Not surprisingly, Weinberger and Hodge encounter cultures of secrecy bordering on paranoia. Lack of access and security clearance is the bane of any dedicated nuclear tourist, and, frustratingly, the pair are sometimes forced to describe only tangential details about a place (such as the dusty road and the antiaircraft guns that lead up to the uranium-enrichment facility in Natanz, Iran, and the concrete pillbox and chain-link fences protecting the mysterious Site R in rural Pennsylvania).

Though the authors are not entirely blind to the grit and bother of travel, their book isn’t about such vagaries (food is rarely mentioned, toilet paper just once).
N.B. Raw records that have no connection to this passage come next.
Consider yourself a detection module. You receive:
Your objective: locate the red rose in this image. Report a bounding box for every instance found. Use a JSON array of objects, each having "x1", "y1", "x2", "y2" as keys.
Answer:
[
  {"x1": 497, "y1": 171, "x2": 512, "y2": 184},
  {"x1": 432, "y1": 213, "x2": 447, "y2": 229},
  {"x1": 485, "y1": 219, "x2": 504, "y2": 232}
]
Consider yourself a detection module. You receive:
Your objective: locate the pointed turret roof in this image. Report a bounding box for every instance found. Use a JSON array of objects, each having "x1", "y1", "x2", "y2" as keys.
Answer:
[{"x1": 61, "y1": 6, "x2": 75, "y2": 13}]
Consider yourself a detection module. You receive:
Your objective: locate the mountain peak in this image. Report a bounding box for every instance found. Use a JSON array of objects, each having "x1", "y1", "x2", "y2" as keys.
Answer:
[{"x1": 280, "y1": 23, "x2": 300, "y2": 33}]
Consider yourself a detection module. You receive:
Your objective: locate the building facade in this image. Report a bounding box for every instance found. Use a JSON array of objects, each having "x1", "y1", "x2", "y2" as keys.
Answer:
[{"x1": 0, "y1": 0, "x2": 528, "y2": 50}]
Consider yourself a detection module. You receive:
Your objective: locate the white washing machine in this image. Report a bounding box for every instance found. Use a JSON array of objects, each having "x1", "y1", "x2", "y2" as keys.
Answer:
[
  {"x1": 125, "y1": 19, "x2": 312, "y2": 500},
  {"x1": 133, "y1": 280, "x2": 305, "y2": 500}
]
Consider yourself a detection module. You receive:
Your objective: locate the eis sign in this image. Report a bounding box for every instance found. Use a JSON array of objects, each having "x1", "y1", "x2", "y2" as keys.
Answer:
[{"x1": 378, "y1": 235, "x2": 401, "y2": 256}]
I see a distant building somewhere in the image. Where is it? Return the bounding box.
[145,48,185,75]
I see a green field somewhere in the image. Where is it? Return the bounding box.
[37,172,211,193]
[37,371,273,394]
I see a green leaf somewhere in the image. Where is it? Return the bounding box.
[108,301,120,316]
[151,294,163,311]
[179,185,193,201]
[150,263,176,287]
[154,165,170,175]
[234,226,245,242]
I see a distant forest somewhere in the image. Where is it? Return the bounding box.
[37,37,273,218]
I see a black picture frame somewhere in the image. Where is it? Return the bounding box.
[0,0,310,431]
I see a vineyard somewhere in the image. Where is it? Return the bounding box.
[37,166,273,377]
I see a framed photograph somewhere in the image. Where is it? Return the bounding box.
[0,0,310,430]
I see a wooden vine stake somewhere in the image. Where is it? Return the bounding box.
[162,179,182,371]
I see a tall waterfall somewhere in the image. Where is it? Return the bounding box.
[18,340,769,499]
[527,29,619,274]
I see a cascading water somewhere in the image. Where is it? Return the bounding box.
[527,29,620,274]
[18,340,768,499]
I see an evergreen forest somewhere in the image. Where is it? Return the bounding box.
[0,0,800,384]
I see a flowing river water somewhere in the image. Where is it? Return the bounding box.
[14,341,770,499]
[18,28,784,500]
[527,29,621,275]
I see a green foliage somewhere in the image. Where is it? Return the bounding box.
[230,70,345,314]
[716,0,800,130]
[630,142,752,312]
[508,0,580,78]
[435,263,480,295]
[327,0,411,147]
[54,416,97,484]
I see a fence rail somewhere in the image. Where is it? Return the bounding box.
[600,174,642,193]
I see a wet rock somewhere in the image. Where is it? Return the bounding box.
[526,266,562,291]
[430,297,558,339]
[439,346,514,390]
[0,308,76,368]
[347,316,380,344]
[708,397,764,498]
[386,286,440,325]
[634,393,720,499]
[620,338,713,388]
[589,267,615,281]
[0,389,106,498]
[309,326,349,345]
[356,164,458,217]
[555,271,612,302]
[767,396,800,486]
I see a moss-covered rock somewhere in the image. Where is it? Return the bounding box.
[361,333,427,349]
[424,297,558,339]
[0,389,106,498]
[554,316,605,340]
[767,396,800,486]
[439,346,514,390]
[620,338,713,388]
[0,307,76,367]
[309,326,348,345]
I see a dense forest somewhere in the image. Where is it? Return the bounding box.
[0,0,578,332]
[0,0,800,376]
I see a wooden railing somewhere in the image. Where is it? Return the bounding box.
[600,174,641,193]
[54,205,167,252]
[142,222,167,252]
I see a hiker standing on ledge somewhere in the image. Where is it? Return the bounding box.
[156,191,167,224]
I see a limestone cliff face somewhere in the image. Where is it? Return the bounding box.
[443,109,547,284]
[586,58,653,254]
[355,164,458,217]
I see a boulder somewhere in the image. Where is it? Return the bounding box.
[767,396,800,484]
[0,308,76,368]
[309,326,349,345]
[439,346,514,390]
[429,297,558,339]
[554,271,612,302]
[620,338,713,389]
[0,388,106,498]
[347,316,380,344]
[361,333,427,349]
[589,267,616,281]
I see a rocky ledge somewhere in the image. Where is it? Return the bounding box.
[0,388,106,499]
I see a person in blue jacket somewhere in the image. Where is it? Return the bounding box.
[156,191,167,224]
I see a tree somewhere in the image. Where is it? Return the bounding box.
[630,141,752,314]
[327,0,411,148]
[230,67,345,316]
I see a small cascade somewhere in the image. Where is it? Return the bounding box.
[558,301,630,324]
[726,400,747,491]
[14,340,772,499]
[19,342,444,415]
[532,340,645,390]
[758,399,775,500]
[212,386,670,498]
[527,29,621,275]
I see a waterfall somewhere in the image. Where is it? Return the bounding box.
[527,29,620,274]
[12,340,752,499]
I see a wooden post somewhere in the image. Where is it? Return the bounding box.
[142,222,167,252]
Under­lying their journey into our nuclear past is an earnest and thoughtful discussion of our nuclear present—and future. Deterrence and mutually assured destruction, the pillars of American and Soviet policy during the cold war, come in for questioning. So, too, do plans for missile-defense shields and an initiative to build a “Reliable Replacement Warhead,” which they suggest amounts to a reinvigoration of the nuclear-weapons industry. They identify a troubling lack of a cohesive national nuclear policy and remark that “much of the infrastructure supporting nuclear weapons continues to exist merely because no one has come up with a compelling reason to shut it down.”

One can imagine an updated version of A Nuclear Family Vacation in which the two visit sites in Pakistan, India, China, North Korea, Israel, Russia, France, Great Britain, and heaven knows where else. The itinerary is not as finite as one would like; in fact, it seems to be growing. But there would be some comfort in having these sober and subtle observers as our guides.